As the failed coup unfolded on July 15, Berat Buzhala, a leading Kosovo journalist known for his satirical comments, wrote on Facebook:

"I invite the citizens of the Republic of Kosovo who are holidaying in Turkey to align with the army." The comment was signed with an Internet emoticon with a tongue protruding, indicating the comment was not serious.

"This is the most serious coup since the arrival of Facebook," Buzhala said.

Turkey is a major supporter of Kosovo which declared independence from Serbia in 2008. Its companies run the sole airport, own electricity distribution and are building two highways worth around $2 billion.

Buzhala has over 40,000 Facebook followers. His news portal gazetaexpress.com, which is the biggest in Kosovo with around one million readers per day, has been critical of Kosovans who have gone to fight for Islamic State in Syria and Iraq.

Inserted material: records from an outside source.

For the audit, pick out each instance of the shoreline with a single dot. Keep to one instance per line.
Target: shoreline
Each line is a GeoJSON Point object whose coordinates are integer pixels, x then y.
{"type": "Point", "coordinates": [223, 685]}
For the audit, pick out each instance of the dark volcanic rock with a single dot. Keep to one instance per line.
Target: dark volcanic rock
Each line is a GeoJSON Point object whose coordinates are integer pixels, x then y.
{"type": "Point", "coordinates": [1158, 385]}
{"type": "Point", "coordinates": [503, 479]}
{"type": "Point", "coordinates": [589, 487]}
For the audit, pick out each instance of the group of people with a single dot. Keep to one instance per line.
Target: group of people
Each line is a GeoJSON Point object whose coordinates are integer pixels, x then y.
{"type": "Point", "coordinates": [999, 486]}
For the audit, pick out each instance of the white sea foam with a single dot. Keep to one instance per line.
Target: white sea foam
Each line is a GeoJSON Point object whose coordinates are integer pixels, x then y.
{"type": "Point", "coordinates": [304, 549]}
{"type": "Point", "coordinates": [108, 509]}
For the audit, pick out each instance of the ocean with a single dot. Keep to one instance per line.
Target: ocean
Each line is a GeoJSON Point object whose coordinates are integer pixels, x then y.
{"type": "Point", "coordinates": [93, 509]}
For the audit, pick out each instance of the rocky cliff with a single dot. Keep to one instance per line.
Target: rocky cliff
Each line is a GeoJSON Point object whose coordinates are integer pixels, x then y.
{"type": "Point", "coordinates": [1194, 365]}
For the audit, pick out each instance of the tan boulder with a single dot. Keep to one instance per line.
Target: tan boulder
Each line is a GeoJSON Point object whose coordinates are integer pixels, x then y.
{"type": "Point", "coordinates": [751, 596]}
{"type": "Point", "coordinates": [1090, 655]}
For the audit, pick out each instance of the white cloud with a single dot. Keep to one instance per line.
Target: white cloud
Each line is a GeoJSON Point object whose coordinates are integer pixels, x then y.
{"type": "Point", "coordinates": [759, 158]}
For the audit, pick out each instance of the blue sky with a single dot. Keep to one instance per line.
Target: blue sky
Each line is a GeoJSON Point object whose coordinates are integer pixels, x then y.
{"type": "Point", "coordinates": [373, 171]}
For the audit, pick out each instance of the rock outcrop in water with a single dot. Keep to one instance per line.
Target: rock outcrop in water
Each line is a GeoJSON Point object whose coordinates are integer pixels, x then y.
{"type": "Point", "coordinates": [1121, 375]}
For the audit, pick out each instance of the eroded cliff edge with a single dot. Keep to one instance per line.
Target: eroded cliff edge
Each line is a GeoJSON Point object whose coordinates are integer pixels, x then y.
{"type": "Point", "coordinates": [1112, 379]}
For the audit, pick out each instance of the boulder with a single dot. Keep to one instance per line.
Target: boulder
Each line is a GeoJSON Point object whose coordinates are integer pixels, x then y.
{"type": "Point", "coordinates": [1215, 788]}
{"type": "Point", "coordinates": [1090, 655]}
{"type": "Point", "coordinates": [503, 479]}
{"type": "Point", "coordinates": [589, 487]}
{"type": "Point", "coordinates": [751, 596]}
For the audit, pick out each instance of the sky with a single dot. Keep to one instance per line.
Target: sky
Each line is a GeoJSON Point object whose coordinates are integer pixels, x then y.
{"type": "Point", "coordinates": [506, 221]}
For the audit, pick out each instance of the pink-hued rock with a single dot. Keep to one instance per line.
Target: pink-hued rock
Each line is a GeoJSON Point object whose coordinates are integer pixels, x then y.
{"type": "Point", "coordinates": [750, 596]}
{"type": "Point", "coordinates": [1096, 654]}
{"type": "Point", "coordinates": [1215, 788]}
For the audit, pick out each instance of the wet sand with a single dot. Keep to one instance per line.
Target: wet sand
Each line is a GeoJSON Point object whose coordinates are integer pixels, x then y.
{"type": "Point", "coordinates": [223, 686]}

On July 20, the Turkish Embassy in Pristina sent a note to Kosovo's foreign ministry urging it to take action over the journalist's comments.

"(The ministry should) ensure that necessary steps will be taken about this person in accordance with the law," said the note which was accompanied by screen shots of Buzhala's Facebook comments.

The embassy note, a copy of which was seen by Reuters, also quoted a newly-adopted Kosovo law which prohibits citizens from joining armed conflicts outside the country.

In the note the embassy also said the law stipulated that comments by people such as Buzhala "shall be sentenced to jail terms from six months to five years."


Some Balkan countries have faced pressure from Ankara to close private schools linked with Fethullah Gulen, the U.S.-based Muslim cleric accused by Ankara of orchestrating the July 15 coup attempt.

Kosovo says that up to now it has not received any such request from Ankara. Local media quoted Education Minister Arsim Bajrami last week as saying Kosovo had no plans to close down its Gulen-linked schools.

It remained unclear what steps the Kosovo authorities would take over the Turkish diplomatic note. Foreign ministry officials in Pristina declined to comment.

Buzhala said he had not been informed about the embassy's note but he saw an online campaign against him by Islamist websites demanding his arrest.

"This demonstrates the arrogance of the Turkish government towards small countries like Kosovo, wanting to push them into political and judicial submission, in addition to economic submission," Buzhala said.

    "It is unimaginable that a foreign government makes such a request because of some satirical comments."

In Bosnia, where Gulen-sponsored schools have opened since the war of the 1990s, Turkish Ambassador Cihad Erginay last week called on officials and parents to act against the schools which he branded as "terrorist organizations".

Bosnian officials have not reacted yet. Turkish President Tayyip Erdogan was reported to have asked for Gulen's schools to be shut when he visited Sarajevo last year.